A partire dai popoli primitivi, i guaritori usavano la musica per curare le patologie mentali. Si pensava che la musica avesse un’orine soprannaturale. La terapia musicale raggiunge il suo vero significato con Orfeo (1350 a.C.), un cantante-guaritore della Tracia, il quale lodava l’armonia cosmica e riusciva a trattare le passioni umane e curare i pazienti con la musica incantatrice.

 

Nelle teorie di Platone, Aristotele ed altri filosofi dell’antica Grecia, la musica aveva un ruolo importante nel campo dell’educazione, delle relazioni interpersonali, dell’arte, delle cerimonie religiose e della vita pubblica. Sia nell’antica Grecia che nell’antica Roma, i casi psichiatrici venivano trattati con il canto.
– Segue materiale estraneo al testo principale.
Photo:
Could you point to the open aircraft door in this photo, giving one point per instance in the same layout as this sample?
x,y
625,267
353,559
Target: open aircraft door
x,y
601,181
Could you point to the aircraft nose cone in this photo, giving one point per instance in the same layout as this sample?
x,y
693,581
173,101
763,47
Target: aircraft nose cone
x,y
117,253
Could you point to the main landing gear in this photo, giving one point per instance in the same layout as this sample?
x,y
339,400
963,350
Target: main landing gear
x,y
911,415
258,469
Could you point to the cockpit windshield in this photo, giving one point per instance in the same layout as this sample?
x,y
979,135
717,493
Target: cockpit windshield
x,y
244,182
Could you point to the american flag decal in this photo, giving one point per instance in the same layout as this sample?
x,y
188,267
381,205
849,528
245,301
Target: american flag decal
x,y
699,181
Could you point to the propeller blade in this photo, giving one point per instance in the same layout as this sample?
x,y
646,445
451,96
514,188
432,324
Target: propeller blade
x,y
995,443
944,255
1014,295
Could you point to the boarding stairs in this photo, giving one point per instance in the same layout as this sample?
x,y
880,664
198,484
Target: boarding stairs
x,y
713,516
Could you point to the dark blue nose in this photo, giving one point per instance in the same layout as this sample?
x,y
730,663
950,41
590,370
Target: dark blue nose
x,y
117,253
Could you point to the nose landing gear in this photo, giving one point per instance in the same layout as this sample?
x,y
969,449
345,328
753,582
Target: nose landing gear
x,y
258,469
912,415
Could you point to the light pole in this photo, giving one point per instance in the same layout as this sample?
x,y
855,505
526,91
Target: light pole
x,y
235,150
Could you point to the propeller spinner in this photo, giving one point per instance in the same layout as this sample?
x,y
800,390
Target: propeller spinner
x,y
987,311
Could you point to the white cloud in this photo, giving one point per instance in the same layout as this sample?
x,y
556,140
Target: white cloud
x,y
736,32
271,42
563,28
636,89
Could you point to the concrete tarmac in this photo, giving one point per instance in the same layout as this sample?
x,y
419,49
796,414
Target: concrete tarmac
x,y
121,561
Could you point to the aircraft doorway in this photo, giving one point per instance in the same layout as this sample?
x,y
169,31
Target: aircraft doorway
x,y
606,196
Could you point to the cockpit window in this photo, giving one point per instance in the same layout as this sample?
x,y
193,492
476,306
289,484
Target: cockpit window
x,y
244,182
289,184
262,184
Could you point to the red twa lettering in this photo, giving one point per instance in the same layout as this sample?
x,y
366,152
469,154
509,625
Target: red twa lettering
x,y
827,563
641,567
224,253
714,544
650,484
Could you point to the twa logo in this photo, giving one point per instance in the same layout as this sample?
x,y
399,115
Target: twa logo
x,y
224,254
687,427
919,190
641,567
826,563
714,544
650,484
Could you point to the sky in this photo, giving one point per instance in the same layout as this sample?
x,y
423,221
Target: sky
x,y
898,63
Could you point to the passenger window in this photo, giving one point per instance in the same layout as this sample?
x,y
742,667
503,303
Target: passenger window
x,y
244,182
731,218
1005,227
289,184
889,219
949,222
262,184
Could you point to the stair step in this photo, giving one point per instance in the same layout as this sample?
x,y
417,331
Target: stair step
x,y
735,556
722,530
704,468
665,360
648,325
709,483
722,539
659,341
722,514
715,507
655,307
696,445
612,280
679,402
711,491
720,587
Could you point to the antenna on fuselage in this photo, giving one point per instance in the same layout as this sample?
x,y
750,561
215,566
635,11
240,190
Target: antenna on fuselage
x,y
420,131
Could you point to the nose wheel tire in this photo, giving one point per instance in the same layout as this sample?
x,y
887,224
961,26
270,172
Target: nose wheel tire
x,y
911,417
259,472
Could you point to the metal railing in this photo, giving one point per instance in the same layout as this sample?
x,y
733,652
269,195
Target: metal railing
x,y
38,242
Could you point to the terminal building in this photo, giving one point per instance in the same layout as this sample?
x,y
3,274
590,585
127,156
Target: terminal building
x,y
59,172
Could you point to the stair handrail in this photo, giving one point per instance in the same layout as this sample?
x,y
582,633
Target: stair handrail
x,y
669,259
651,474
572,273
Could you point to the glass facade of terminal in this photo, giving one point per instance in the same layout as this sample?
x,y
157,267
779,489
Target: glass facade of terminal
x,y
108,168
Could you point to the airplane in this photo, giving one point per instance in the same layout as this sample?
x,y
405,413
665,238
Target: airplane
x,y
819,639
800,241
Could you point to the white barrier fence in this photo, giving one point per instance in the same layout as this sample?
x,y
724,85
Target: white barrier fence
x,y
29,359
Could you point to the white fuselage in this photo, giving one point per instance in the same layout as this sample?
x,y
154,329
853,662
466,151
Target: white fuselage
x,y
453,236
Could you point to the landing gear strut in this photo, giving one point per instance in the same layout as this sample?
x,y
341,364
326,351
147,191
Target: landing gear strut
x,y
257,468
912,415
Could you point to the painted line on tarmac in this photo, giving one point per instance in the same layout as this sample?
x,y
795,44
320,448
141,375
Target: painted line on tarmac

La stessa medicina araba, a partire dall’ottavo secolo, fu influenzata da queste concezioni. La teoria di un’armonia onnipotente si diffuse nella comunità scientifica dell’antichità, rimanendo valida fino ad epoche recenti. Il principio è che la musica esercita un’influenza profonda sulla personalità dell’essere umano e particolarmente nella sua vita emotiva ed affettiva.